Segundo informações que temos difundido insistentemente aqui em Cultura e Mercado, a Lei Rouanet é o principal instrumento de financiamento à cultura do Brasil. O segundo maior instrumento existente, o Cultura Viva (agora engolido pelo Mais Cultura) não consegue dar conta de 10% dp volume de projetos do mecenato.
Seria lindo imaginar um mundo em que a atividade cultural brasileira não dependesse do setor privado. Mas é polianismo puro acreditar que a criação de cinco fundos resolveria esses problemas. Simplesmente porque esses fundos são na verdade “sacos sem fundo”. Não existe dinheiro para lastrear a vontade (verdadeira, corajosa, porém impetuosa, e até mesmo irresponsável) do MinC.
E outra, o dinheiro do mecenato não concorre com o dinheiro do fundo. Na verdade o mecenato não concorre com nada. Nunca chegou perto de atingir o limite de renúncia disponível para a cultura. Não há porque esvaziar este mecanismo sem antes termos uma garantia efetiva de orçamento.
Todos sabemos que o Ministério não tem capacidade operacional para controlar a Lei Rouanet, sequer o FNC. Falta funcionários, qualificação.
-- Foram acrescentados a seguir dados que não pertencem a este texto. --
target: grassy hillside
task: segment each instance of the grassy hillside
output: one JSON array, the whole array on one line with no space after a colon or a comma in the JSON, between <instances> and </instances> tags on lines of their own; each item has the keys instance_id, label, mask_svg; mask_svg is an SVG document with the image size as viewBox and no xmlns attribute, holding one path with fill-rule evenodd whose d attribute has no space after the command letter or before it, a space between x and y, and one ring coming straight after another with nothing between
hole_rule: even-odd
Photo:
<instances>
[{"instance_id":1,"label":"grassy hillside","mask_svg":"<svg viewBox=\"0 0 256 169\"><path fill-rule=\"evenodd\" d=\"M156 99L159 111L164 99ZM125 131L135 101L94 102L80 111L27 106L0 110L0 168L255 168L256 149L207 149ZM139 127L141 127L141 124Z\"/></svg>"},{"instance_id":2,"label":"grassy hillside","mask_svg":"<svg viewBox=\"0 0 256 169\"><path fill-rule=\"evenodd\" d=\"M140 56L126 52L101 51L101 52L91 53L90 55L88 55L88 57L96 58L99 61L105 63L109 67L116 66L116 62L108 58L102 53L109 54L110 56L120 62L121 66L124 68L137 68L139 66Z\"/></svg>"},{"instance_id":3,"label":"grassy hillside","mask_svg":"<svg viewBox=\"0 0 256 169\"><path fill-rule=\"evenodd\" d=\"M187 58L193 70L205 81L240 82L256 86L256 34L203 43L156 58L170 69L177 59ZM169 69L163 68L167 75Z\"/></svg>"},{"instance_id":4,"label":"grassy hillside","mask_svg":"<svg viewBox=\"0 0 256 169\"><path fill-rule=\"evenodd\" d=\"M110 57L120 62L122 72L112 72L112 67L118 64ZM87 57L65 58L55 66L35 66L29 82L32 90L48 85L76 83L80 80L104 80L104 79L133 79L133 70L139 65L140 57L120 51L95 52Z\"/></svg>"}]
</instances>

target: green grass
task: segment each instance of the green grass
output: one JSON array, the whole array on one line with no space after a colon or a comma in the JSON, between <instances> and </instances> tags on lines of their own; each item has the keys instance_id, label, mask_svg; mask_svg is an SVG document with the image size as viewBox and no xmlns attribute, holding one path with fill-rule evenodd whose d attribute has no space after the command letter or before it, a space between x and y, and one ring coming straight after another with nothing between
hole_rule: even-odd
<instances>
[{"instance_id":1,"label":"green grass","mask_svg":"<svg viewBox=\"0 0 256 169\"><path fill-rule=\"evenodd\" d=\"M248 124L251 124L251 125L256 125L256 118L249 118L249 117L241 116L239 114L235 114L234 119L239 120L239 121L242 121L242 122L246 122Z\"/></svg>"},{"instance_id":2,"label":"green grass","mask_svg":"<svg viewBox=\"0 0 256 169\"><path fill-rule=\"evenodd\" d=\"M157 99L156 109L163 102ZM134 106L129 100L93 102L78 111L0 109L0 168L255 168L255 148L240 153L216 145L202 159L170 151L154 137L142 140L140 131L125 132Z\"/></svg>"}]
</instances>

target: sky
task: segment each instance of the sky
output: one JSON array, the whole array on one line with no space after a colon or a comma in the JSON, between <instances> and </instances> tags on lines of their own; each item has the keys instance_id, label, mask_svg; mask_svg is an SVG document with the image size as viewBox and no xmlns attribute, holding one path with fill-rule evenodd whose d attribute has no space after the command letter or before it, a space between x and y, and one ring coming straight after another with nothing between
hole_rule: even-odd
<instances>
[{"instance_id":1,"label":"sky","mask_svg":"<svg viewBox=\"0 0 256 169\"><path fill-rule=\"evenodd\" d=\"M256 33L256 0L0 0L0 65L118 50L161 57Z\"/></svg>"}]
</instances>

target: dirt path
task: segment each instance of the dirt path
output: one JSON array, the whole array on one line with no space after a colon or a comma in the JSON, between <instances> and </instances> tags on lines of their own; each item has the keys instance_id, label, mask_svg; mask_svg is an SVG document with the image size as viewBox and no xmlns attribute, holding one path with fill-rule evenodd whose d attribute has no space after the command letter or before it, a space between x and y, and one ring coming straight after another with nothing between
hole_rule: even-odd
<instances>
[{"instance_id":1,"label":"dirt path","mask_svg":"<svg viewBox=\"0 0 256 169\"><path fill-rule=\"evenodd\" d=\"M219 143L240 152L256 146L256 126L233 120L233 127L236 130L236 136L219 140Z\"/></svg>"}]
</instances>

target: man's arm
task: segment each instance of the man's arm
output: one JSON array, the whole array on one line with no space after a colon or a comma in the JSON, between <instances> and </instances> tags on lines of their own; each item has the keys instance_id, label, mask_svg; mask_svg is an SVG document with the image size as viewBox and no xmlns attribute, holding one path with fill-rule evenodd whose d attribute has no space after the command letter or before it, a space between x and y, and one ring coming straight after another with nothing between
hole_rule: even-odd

A situação é realmente preocupante. A execução do Mais Cultura, do próprio FNC e mesmo do Cultura Viva, demonstram claramente isso. Ou seja, mesmo se tivesse dinheiro em caixa, não conseguiria gastar.
Não sou descrente do Fundo. Pelo contrário. Luto aqui, todos os dias, por um fundo público para as artes, que seja autônomo, gerido e controlado pela sociedade. O exemplo da Inglaterra poderia ser aprimorado e incorporado às instâncias de participação geradas nesta mesma gestão do MinC, que são, sem dúvida, verdadeiros avanços.